Supreme Court Asks for Reconsideration on BRCA1 and BRCA2 Patents

The US Supreme Court has asked an appellate court to reconsider its decision regarding patents held on two genes.

The US Supreme Court has asked an appellate court to reconsider its decision regarding patents held on two genes.

On Monday, the Supreme Court remanded the case of The Association for Molecular Pathology, et al., v. Myriad Genetics, Inc., et al (Docket No. 11-725) to the Federal Circuit Court of Appeals. That case concerned patents held on the BRCA1 and BRCA2 genes, which are both closely associated with the risk of developing breast and ovarian cancer. The genes were isolated by Myriad Genetics and the University of Utah, and Myriad manufactures the only test currently available to identify the two genes.

In July 2011, the appellate court ruled 2-to-1 in favor of Myriad, stating that the genes could be patented because they did not occur in isolation in nature. This reversed a decision made by a US District Court in New York in March 2010 that stated that Myriad could not patent the genes.

However, last week, the Supreme Court made a decision regarding patents on molecular testing that prompted the nation’s highest judicial authority to ask the appellate court to reconsider its previous decision with regard to Myriad: The case of Mayo Collaborative Services, Mayo Medical Laboratories, et al., v. Prometheus Laboratories, Inc. (Docket No. 10-1150) concerned a blood test used to identify thiopurine metabolites formed when the body breaks down thiopurine drugs taken by patients with gastrointestinal and nongastrointestinal autoimmune diseases to determine whether a prescribing physician should raise or lower the drug dosage.

The Supreme Court ruled that a blood test developed by Prometheus was not eligible for a patent “because the laws of nature recited by Prometheus’ patent claims—the relationships between concentrations of certain metabolites in the blood and the likelihood that a thiopurine drug dosage will prove ineffective or cause harm—are not themselves patentable,” according to the published decision.

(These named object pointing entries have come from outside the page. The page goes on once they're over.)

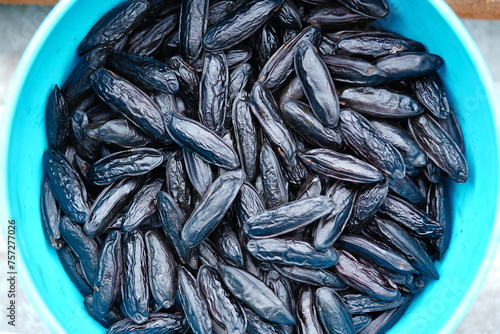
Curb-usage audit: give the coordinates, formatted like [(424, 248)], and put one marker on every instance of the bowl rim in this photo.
[(41, 35), (493, 100), (6, 122)]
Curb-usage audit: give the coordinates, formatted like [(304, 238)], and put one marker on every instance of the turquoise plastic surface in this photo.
[(441, 306)]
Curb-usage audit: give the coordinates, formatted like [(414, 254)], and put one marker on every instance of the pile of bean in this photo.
[(257, 166)]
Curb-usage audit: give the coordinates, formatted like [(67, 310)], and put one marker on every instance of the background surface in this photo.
[(17, 26)]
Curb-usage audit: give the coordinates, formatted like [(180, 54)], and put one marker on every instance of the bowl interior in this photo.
[(442, 304)]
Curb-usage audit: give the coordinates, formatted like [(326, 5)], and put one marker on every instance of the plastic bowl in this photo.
[(439, 308)]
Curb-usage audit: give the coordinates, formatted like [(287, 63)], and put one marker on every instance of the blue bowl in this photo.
[(439, 308)]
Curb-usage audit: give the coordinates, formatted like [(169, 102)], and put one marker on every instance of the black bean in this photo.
[(198, 203), (209, 212), (67, 186), (256, 295), (115, 25), (239, 24)]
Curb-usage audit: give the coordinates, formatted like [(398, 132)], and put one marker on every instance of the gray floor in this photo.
[(17, 25)]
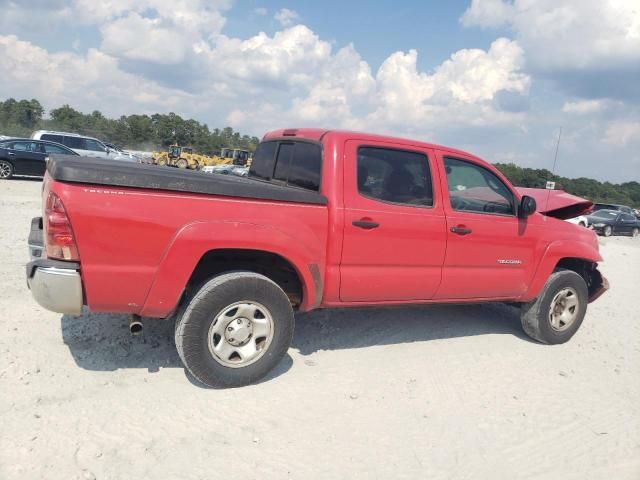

The history of the Myriad case dates back to 2009, when the Association for Molecular Pathology (AMP), the American Civil Liberties Union (ACLU), and the Public Patent Foundation filed the lawsuit against the US Patent and Trademark Office and Myriad. They argued that Myriad was creating a monopoly with their patent, since the company has the only test available for the BRCA1 and BRCA2 genes. Additionally, they argued that the company also restricts access of other researchers to the genes.

In a statement released on Monday, Peter Meldrum, president and CEO of Myriad, said he does not believe the decision in the Prometheus case will cause a reversal of the appellate court’s original decision. However, Meldrum indicated that there could be larger consequences of the decision.

“While this case should not have any direct impact to Myriad and its operations because of our extensive patent estate, it has great importance to the medical, pharmaceutical, biotechnology and other commercial industries, as well as the hundreds of millions of people whose lives are bettered by the products these industries develop based on the promise of strong patent protection,” Meldrum said. “Thus, we are prepared to vigorously defend the patent claims granted to Myriad by the US Patent and Trademark Office and believe that we will be successful.”